Sostanzialmente consiste nella rapida ripetizione di alcune sequenze di allenamento intervallate con brevi fasi di recupero. In tutto non si superano mai i 5-10 minuti per serie. È molto comune ad esempio ripetere 5-10 ripetizioni di attività e altrettante fasi di riposo da una decina di secondi.

Ovviamente prima di iniziare un esercizio con il protocollo Tabata è importante riscaldare adeguatamente i muscoli. Anche terminato l’esercizio, la parte di defaticamento è importante per non incorrere in stress muscolari. Si tratta di un metodo di allenamento perfetto per chi si allena in casa e per chi fa sessioni di cross training. Uno dei suoi più grandi vantaggi è la breve durata: lo rende perfetto per chi ha una vita molto piena e non trova il tempo di andare in palestra.

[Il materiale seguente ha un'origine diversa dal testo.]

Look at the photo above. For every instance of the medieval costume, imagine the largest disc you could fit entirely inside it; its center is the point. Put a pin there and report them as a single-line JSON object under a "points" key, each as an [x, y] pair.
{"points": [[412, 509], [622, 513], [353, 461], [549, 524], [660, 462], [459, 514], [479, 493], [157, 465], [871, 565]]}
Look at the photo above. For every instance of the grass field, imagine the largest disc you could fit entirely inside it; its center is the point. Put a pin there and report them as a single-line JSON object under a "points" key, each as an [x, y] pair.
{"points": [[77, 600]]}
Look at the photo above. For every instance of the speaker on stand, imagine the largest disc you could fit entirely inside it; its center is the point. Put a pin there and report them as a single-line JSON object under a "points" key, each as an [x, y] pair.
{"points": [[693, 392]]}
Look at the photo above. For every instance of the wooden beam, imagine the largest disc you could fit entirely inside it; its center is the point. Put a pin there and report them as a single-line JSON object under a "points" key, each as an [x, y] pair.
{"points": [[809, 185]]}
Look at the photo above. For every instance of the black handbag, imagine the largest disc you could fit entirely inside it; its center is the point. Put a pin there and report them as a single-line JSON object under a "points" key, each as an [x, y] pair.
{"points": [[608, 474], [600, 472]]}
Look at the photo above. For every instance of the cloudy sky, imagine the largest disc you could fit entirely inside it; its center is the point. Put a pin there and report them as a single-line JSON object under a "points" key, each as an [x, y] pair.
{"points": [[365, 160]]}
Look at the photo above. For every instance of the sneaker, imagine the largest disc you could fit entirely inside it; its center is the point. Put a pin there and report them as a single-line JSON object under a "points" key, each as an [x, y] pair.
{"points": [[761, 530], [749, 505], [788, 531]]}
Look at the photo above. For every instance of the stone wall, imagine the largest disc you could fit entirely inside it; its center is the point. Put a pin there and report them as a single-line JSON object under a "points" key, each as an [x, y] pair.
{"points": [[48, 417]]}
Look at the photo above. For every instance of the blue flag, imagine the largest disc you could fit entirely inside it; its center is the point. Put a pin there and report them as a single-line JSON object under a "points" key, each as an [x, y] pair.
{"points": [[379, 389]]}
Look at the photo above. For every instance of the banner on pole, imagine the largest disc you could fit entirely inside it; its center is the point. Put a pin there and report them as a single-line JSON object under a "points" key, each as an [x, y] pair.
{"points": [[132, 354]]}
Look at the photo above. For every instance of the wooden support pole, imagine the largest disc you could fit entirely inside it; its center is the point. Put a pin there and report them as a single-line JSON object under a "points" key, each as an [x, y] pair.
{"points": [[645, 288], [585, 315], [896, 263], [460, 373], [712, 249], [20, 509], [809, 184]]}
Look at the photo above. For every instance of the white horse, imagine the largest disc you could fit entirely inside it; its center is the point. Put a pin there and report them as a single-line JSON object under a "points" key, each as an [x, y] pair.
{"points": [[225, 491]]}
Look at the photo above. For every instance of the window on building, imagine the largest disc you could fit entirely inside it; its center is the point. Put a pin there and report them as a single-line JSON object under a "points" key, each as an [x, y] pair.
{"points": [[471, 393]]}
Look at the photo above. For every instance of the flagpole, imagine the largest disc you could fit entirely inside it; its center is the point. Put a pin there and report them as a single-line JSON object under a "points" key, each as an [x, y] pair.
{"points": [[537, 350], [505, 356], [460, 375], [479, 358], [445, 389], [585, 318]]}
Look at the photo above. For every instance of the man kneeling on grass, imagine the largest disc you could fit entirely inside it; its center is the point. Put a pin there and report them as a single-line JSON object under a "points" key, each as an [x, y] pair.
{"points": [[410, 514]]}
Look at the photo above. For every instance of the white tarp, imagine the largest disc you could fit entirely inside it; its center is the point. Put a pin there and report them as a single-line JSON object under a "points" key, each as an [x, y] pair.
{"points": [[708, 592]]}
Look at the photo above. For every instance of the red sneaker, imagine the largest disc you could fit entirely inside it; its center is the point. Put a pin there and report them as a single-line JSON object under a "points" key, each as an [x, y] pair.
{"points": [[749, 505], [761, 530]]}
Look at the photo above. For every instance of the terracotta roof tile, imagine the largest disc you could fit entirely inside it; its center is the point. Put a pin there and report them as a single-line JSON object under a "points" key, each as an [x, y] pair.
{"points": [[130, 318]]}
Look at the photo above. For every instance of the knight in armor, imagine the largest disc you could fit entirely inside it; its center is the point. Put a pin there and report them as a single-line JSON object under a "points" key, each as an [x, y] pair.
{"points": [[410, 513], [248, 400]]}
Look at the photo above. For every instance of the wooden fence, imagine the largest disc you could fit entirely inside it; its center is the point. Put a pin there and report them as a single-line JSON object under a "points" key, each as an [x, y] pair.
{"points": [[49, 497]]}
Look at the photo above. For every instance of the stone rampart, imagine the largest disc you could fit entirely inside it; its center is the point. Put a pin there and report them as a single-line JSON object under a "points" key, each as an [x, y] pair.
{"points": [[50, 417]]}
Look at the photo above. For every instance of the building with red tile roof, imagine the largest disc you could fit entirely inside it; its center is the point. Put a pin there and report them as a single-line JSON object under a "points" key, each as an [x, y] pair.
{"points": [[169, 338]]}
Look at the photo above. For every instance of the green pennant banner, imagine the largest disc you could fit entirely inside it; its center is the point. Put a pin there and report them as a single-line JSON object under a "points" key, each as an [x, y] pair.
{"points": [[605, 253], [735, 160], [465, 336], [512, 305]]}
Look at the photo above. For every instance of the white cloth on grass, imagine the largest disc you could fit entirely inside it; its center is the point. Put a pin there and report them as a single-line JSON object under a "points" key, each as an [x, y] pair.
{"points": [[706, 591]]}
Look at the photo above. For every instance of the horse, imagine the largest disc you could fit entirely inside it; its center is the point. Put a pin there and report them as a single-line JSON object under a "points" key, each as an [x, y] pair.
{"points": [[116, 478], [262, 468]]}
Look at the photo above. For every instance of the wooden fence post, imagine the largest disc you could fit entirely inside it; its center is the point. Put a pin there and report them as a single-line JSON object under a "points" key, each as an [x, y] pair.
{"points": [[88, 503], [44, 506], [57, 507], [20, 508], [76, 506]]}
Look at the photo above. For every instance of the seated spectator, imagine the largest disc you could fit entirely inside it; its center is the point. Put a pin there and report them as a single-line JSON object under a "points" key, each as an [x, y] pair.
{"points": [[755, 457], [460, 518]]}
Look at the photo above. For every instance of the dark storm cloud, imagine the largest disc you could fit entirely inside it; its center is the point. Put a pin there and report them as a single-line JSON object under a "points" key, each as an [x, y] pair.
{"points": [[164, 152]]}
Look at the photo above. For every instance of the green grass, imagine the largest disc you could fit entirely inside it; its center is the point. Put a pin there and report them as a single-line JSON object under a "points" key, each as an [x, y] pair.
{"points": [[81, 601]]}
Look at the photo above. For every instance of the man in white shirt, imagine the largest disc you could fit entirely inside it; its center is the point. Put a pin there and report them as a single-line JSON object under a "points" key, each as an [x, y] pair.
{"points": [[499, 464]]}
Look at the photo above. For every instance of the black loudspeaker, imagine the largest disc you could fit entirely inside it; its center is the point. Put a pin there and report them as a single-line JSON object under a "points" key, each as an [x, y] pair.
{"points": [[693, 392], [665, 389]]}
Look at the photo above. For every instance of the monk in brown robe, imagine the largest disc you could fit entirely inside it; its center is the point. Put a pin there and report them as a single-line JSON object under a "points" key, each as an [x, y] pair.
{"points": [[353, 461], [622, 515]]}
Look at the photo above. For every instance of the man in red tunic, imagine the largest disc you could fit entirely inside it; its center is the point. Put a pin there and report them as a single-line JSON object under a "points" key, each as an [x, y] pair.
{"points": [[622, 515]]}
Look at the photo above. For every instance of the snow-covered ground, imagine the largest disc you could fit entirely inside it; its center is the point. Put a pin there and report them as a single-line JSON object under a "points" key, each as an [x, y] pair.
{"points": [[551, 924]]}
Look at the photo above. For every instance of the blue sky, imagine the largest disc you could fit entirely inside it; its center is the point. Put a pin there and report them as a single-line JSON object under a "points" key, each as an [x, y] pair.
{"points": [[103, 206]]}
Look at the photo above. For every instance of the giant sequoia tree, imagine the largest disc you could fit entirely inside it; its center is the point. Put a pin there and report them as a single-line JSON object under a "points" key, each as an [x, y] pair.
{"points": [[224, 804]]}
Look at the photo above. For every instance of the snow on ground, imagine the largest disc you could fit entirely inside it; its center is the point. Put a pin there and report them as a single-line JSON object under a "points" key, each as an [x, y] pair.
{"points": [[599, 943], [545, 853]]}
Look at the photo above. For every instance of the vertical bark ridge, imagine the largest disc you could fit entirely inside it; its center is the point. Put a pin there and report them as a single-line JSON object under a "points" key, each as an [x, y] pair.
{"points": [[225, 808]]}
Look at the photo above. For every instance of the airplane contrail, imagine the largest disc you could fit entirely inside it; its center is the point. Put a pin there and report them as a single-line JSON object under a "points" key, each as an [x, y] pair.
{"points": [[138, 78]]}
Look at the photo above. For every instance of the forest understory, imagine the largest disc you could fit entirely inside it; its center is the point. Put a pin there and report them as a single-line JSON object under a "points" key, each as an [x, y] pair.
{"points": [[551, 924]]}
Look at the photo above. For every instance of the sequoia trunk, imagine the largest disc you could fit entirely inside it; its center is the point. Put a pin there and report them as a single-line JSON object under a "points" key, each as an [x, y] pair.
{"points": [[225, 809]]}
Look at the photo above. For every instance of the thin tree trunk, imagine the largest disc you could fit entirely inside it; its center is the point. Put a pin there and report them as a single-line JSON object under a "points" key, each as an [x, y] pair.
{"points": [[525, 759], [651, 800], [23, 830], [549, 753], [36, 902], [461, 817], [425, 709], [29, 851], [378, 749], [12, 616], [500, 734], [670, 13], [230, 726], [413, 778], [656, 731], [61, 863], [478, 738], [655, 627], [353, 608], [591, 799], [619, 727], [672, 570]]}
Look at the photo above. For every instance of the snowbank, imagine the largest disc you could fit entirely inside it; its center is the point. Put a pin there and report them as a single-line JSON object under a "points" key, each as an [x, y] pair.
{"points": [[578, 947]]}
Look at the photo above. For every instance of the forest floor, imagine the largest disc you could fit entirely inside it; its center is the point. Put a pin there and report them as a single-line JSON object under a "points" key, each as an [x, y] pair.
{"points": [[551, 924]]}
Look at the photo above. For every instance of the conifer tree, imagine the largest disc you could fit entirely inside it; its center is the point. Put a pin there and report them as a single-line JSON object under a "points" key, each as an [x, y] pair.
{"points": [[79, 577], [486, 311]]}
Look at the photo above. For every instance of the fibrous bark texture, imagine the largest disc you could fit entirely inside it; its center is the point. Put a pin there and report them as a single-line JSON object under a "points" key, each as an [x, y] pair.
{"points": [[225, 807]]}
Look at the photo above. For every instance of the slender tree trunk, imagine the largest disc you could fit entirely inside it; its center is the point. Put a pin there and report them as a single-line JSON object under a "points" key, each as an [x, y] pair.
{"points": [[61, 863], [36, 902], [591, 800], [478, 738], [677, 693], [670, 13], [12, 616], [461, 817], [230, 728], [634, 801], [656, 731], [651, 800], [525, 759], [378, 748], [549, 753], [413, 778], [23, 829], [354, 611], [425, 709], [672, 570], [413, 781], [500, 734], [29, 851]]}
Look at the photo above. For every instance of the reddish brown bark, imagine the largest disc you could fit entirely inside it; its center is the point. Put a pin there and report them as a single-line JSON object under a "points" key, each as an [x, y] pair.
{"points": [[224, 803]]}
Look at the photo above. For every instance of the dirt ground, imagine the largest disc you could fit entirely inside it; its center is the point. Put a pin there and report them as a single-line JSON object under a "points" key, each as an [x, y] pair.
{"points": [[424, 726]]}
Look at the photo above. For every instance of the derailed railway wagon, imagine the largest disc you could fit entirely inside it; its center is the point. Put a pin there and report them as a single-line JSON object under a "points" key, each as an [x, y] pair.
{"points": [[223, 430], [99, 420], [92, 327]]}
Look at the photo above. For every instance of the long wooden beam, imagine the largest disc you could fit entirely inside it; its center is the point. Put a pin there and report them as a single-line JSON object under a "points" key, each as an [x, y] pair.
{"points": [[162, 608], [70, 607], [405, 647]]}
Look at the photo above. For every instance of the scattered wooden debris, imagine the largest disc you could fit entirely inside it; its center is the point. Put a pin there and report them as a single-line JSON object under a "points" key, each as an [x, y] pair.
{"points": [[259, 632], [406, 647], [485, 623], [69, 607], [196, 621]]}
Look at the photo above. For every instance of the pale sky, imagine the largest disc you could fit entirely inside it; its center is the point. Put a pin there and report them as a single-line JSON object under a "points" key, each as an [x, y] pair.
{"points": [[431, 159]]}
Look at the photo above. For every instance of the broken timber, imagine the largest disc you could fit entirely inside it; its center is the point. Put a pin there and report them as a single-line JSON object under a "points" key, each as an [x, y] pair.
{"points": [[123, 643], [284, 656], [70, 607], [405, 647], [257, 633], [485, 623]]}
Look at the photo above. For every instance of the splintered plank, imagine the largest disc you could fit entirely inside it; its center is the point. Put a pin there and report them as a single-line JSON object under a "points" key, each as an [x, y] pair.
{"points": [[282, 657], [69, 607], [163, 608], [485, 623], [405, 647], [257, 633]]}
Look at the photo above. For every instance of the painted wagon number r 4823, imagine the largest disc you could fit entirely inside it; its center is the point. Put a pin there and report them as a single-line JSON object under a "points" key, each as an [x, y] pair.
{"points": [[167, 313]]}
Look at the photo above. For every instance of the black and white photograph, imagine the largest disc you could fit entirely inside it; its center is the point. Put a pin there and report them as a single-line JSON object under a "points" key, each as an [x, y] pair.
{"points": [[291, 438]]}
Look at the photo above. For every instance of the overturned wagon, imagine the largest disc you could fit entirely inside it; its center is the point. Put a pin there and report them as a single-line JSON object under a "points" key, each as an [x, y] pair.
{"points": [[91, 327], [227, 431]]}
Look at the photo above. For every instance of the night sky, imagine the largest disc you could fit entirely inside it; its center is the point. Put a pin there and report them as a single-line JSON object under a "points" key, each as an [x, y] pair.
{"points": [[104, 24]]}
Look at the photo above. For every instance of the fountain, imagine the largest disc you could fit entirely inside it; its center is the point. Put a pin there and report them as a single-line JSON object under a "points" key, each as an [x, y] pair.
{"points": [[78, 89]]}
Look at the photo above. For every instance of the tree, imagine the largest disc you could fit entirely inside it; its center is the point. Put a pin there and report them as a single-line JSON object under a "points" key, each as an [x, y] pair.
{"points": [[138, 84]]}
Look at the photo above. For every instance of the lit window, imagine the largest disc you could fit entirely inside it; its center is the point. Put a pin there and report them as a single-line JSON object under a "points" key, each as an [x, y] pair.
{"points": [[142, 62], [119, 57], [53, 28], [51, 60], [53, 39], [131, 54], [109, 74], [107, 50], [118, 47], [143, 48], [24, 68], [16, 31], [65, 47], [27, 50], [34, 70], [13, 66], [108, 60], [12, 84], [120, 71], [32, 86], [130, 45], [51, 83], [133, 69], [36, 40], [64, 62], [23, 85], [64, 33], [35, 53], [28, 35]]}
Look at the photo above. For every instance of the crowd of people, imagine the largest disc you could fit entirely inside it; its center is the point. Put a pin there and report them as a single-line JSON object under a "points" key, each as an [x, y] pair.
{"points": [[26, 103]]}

Protocollo Tabata: come funziona

Come prima cosa è importante eseguire un adeguato riscaldamento di tipo aerobico. Poi si può iniziare il proprio protocollo Tabata: serie da 7-8 ripetizioni alternate a 10 secondi di recuperi. La durata totale dovrebbe essere intorno ai 5 minuti. Il tuo scopo è quello di attivare il metabolismo anaerobico, esattamente come negli allenamenti ad alta intensità HIIT. Il workout Tabata va eseguito alla massima velocità che fisicamente possiamo raggiungere.

Dopo l’allenamento è importante eseguire un defaticamento di almeno 10 minuti. Questo viene fatto per scaricare meglio l’acido lattico e farlo consumare dal proprio metabolismo invece che lasciarlo sedimentare nel muscolo.

Uno degli scopi principali di questa metodologia di allenamento è quello di aumentare la frequenza cardiaca in modo da utilizzare il metabolismo aerobico e anaerobico. Le pause invece sono studiate per non permettere al nostro corpo di recuperare completamente. Questo per il semplice motivo che è importante rimanere al massimo livello di intensità possibile per un periodo di tempo relativamente lungo. Questa tipologia di esercizio induce un ampio debito di ossigeno. Tutto ciò comporta un aumento della resistenza durante gli sforzi intensi. Tra gli scopi di questo metodo di allenamento rientrano anche l’aumento della capacità aerobica e di quella anaerobica. Sostanzialmente si alza il nostro livello di resistenza, permettendoci di migliorare le nostre performance.

Questo protocollo comporta notevoli benefici sulle nostre capacità fisiche. Sono sufficienti un paio di mesi seguendo questa tipologia di allenamento per aumentare la nostra resistenza durante l’attività intensa. Questo protocollo è utilizzato nella preparazione atletica di molti sport in cui è importante massimizzare l’intensità per un breve periodo: l’esempio più classico è la boxe, dove bisogna mantenere un livello agonistico per 3 minuti, un round. Eppure questo metodo di allenamento è sempre più utilizzato in tutte le palestre del mondo per ogni tipo di sport.